We are so excited to announce that beginning Wednesday, June 22nd, St. James will offer a weekly Holy Hour of Eucharistic Adoration every Wednesday evening from 7pm to 8pm in the church.

Holy hours are the Roman Catholic devotional tradition of spending an hour in Eucharistic Adoration in the presence of the Blessed Sacrament. The restlessness and stress of daily life too often keep us from experiencing the peace that the Lord offers us. This peace can be found through an intimate relationship with Jesus in adoration before the Blessed Sacrament.

We are fortunate to have this opportunity here at St. James in the church where the Blessed Sacrament is exposed every Wednesday (beginning June 22nd) from 7pm to 8pm, and the second Saturday of the month from 3pm to 4pm.


Have you ever had the experience of getting either to work or getting home and not remembering the drive? I’m sure that this has happened to you. You stroll over to your car, start the engine, and then you realize you’ve made it to your destination without any memory of the commute.

We can easily experience this when we consider our lives as a whole as well… except instead of a 60-minute commute, it’s a sixty-year lifetime! We get so used to the drive, being on the same street and seeing the same things that we can easily miss what is happening around us.

There is a story involving Yogi Berra, the well-known catcher for the New York Yankees, and Hank Aaron, who at that time was the chief power hitter for the Milwaukee Braves.

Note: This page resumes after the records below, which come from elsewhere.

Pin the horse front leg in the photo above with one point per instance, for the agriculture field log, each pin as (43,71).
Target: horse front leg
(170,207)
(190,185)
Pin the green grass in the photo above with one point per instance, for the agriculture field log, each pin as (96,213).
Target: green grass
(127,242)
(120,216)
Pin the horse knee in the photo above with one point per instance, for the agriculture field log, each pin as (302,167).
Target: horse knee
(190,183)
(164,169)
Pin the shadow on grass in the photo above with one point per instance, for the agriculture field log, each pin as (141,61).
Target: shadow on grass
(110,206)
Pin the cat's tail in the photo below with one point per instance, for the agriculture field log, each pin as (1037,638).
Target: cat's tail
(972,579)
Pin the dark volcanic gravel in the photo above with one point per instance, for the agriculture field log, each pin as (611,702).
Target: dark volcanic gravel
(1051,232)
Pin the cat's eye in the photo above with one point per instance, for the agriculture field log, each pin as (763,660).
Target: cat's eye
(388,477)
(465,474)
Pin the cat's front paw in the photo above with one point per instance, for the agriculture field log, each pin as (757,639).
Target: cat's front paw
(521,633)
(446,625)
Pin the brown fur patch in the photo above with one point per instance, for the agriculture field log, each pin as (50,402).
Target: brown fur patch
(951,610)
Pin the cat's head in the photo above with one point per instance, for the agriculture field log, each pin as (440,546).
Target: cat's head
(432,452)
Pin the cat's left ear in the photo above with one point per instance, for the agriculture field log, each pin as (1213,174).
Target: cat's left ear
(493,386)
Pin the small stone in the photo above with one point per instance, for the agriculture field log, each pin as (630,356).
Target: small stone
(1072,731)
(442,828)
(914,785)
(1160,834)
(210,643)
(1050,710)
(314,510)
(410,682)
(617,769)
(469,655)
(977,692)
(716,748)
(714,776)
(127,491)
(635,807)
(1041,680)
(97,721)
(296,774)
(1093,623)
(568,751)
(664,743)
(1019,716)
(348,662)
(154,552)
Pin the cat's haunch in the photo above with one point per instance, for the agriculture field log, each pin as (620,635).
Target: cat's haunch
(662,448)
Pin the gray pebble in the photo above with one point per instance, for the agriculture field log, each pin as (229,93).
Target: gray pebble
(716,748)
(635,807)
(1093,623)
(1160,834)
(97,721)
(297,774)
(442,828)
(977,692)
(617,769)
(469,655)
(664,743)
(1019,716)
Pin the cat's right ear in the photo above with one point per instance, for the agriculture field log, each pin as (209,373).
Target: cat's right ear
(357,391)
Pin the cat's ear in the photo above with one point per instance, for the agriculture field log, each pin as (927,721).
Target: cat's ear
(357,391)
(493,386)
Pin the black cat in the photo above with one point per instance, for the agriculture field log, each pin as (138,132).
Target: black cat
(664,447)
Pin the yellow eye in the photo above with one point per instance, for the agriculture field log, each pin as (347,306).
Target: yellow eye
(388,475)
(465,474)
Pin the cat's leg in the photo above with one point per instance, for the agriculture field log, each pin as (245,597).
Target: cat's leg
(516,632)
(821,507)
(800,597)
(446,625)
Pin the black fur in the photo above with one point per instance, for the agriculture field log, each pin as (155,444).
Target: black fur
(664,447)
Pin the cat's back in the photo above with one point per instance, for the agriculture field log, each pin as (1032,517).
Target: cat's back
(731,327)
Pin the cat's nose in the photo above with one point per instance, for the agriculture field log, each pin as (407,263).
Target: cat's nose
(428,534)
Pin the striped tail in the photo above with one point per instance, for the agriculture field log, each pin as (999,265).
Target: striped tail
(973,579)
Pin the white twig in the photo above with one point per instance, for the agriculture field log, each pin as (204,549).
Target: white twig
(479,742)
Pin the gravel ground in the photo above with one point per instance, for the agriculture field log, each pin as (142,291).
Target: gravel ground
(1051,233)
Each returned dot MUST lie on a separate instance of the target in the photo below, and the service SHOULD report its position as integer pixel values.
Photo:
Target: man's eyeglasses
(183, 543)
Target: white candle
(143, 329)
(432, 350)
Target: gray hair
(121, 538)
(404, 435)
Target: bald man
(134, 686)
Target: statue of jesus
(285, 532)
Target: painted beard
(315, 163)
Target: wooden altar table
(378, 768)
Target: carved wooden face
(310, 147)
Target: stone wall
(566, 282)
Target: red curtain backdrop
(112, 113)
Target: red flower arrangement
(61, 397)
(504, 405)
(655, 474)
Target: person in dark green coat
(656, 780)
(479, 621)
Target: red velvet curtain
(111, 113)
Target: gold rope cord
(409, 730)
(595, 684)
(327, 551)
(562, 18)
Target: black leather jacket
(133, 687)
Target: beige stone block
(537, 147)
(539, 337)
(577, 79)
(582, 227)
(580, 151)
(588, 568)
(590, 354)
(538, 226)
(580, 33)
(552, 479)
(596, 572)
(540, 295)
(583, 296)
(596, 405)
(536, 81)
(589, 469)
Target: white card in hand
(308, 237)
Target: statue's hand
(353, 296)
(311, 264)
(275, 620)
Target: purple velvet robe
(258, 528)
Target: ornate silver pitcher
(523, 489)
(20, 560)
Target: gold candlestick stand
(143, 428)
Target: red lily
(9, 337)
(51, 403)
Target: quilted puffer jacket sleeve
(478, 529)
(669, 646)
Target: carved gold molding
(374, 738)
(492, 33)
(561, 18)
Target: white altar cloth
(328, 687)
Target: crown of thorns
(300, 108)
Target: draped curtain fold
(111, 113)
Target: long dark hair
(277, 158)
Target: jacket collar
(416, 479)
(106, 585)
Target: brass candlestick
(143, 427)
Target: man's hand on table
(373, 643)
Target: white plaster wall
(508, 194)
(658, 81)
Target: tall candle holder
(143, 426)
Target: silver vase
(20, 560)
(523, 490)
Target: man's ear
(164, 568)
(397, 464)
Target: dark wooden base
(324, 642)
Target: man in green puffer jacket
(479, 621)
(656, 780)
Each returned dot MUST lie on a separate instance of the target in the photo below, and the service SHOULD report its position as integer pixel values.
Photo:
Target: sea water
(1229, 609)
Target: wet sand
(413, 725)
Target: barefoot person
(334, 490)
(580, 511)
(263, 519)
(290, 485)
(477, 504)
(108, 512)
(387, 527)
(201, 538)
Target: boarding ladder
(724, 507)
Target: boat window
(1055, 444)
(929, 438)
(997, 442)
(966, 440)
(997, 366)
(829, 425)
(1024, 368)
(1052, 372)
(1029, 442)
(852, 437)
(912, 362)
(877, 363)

The teams were playing in the World Series, and as usual Yogi was keeping up his ceaseless chatter, intended to distract the Milwaukee batters. As Aaron came to the plate, Yogi tried to distract him by saying, “Henry, you’re holding the bat upside-down. You’re supposed to hold it so you can read the trademark.” Aaron didn’t say anything, but when the next pitch came, he hit it into the left-field bleachers – a home run! After rounding the bases, Aaron looked at Yogi Berra and said, “I didn’t come up here to read.”

Unlike Hank Aaron, I think too often we are easily distracted by life, even by the ordinary humdrum of the day-to-day. We lose focus of God and so we become less attentive to His presence in our lives. The re- result of this is that it’s easy for us to be dismissive and to discount the small miracles in our lives. And what do we do when we encounter a potential miracle or God-moment?… We shrug it off as mere coincidence with smug skepticism. But there is a part of us that knows that somehow God has worked.

Friends, our participation at Mass and reception of the Eucharist every Sunday is no different. Our relationship with others and with God, the Mass, our spiritual life – all these things can easily become like a car ride that we go on, where, after a while, we no longer notice where we are or what we are doing and where we are going.

But you see, God has given us the ability to see Him working in our lives. We have been given this power. We can choose to gaze at the shadow of God and spot His presence or we can turn a blind eye and excuse what we see and what we experience away. We can choose to see the intricate and beautiful marks of creation – His simple yet mysterious presence in the Bread and Wine – and identify them as God’s fingerprints—or not.

Quote of the Week

If we but paused for a moment to consider attentively what takes place in this sacrament, I am sure that the thought of Christ’s love for us would transform the coldness of our hearts into a fire of love and gratitude.